3. **Sensitivity caught it at the first occurrence.** Because the threshold is `> 0`, the card went red at 16:02 on the very first kill, before the dashboard refreshed 13 more times. The team could have killed the saved tile or capped the user before the pattern repeated.

```text theme={null}
Why "one heavy query" not "low on RAM":
  - Server RAM ceiling (max_server_memory_usage): ~52 GB, never breached
  - Per-query ceiling (max_memory_usage):          10 GB, hit on every run
  - Other queries during the window:               unaffected, completing normally
  => The kills are isolated to one statement hitting the per-query ceiling.
     Raising the server ceiling fixes nothing; raising the per-query ceiling
     just lets one tile starve everyone else. Fix the query.
```

The remediation: ship a bounded version of the aggregation (or a materialised view), and as a stopgap set `max_bytes_before_external_group_by` for that user so the `GROUP BY` spills to disk rather than being killed.
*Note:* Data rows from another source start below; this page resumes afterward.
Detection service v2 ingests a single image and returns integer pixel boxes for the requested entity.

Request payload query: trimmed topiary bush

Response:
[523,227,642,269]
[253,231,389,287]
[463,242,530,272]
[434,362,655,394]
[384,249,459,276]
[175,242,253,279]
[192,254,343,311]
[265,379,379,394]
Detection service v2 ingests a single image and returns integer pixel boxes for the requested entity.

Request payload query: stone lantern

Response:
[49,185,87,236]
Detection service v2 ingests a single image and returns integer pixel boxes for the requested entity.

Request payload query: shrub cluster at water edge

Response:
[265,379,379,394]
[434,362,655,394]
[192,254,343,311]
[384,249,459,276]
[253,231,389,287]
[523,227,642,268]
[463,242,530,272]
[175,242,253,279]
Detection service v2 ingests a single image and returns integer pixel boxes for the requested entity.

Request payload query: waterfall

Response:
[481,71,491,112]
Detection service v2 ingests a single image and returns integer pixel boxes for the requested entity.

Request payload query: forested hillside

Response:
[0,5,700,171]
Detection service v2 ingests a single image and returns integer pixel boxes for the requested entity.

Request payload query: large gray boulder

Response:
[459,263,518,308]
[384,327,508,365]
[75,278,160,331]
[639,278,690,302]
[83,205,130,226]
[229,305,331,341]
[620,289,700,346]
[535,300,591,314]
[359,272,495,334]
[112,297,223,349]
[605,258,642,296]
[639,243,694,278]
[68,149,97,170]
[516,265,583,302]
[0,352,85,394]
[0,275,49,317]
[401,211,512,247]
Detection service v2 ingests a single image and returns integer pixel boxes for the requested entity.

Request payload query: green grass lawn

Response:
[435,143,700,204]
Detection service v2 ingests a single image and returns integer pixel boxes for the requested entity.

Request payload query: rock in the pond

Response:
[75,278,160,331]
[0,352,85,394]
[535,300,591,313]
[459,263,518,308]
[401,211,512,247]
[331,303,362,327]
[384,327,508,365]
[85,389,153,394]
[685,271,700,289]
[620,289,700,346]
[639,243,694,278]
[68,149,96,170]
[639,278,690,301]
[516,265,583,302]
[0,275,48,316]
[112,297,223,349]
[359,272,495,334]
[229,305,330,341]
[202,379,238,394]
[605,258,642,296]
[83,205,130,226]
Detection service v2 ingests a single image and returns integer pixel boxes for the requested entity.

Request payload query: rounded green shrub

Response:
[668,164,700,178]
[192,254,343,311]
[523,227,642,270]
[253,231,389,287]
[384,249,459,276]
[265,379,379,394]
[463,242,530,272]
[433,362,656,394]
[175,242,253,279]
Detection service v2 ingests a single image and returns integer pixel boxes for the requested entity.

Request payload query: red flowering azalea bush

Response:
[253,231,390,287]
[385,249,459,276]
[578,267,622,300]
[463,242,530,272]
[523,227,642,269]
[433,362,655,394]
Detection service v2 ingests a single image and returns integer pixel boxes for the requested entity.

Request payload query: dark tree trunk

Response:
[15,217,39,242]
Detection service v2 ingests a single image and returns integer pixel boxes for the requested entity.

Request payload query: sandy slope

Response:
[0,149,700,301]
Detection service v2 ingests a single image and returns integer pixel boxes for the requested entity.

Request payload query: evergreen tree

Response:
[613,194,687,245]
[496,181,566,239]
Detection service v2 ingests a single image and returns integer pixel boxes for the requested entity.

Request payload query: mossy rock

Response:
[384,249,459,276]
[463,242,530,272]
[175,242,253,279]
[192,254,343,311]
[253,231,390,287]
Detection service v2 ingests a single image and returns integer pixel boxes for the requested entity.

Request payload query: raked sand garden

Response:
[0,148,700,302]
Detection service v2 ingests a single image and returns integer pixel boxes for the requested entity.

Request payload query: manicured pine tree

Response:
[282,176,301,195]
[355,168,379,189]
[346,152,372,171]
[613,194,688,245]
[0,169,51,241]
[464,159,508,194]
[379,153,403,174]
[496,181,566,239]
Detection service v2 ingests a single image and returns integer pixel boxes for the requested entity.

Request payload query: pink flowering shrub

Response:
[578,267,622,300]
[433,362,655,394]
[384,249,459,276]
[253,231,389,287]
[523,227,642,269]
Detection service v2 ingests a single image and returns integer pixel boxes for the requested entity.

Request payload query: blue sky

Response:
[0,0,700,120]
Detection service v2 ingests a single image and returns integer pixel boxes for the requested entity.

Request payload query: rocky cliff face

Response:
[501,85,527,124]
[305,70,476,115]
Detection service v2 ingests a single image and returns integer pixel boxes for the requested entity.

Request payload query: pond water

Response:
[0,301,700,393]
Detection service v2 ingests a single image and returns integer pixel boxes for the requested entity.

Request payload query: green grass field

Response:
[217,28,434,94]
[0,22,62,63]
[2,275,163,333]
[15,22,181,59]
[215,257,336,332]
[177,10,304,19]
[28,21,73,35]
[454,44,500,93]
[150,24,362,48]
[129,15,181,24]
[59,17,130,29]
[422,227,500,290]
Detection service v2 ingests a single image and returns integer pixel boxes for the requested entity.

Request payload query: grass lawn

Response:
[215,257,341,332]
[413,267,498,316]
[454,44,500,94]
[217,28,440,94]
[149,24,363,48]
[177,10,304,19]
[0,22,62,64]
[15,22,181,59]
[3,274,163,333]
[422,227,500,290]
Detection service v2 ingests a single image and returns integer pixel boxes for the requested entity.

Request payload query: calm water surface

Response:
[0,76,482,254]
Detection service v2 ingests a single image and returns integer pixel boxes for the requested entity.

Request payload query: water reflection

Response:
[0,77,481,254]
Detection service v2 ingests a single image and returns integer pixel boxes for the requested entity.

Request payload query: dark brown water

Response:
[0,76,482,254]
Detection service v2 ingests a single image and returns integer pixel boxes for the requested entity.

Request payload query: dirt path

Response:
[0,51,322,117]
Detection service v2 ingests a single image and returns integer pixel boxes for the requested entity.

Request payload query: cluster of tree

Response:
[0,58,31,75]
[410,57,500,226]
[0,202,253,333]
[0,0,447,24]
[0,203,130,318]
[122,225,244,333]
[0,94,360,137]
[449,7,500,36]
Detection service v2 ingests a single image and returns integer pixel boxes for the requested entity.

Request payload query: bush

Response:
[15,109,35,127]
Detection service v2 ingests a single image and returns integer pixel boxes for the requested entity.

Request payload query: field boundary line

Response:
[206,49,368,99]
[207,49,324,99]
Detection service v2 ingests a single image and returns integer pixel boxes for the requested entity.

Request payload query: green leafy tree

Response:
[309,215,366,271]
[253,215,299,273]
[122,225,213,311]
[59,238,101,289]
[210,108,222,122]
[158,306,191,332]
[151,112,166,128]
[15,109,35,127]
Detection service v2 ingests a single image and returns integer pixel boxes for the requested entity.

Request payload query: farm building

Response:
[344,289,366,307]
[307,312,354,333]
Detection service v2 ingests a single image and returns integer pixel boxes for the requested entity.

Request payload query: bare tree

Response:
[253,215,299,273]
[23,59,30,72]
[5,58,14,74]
The card returns to `0` once the offending statement stops hitting its ceiling.

## Sibling cards platform teams should reference together

| Card                                                                                  | Why pair it with MEMORY\_LIMIT\_EXCEEDED                 | What the combination tells you                                                                                                                               |
| ------------------------------------------------------------------------------------- | -------------------------------------------------------- | ------------------------------------------------------------------------------------------------------------------------------------------------------------ |
| [Memory Usage %](/nerve-centre/kpi-cards/clickhouse/memory-usage)                     | The live headroom gauge that precedes a kill.            | High usage % plus rising memory-limit kills equals genuine server-wide pressure; low usage % plus kills equals a single query hitting the per-query ceiling. |
| [Failed Queries (24h)](/nerve-centre/kpi-cards/clickhouse/failed-queries-24h)         | The superset: all query failures, not just memory kills. | If memory kills are most of your failed-query count, memory is your dominant failure mode.                                                                   |
| [Query Error Rate %](/nerve-centre/kpi-cards/clickhouse/query-error-rate)             | The rate view across all error types.                    | A spike in error rate that lines up with memory kills points the investigation straight at heavy queries.                                                    |
| [Top 10 Slowest Queries](/nerve-centre/kpi-cards/clickhouse/top-10-slowest-queries)   | Heavy queries are usually slow too.                      | The query killed for memory often appears here just before it dies; same root cause.                                                                         |
| [Query Latency p99 (ms)](/nerve-centre/kpi-cards/clickhouse/query-latency-p99-ms)     | Memory pressure inflates tail latency.                   | p99 rising alongside memory kills means even surviving queries are paying the price.                                                                         |
| [ClickHouse Health Score](/nerve-centre/kpi-cards/clickhouse/clickhouse-health-score) | The composite that weights error signals.                | Repeated memory kills drag the health score down even when ingest and replication are clean.                                                                 |
| [Slow-Query Rate %](/nerve-centre/kpi-cards/clickhouse/slow-query-rate)               | The proportion of queries breaching 1s.                  | Heavy aggregations that die for memory are usually the same ones inflating the slow-query rate.                                                              |

## Reconciling against the source

**Where to look in ClickHouse itself:**

> **`system.query_log`** for the authoritative per-execution record: filter `exception_code = 241` over your window and read `query`, `user`, `memory_usage`, and `exception` for the full failure text and the offending SQL.
> **`system.metrics`** (`MemoryTracking`) and **`system.asynchronous_metrics`** for the live server-memory picture at the time of the kills, to distinguish per-query from server-wide pressure.
> **`SELECT * FROM system.settings WHERE name LIKE '%max_memory%'`** to read the effective per-query, per-user, and server ceilings that the killed queries were measured against.
> **ClickHouse Cloud:** the service's query insights / monitoring view exposes the same memory-limit errors against the managed memory ceiling for the service tier.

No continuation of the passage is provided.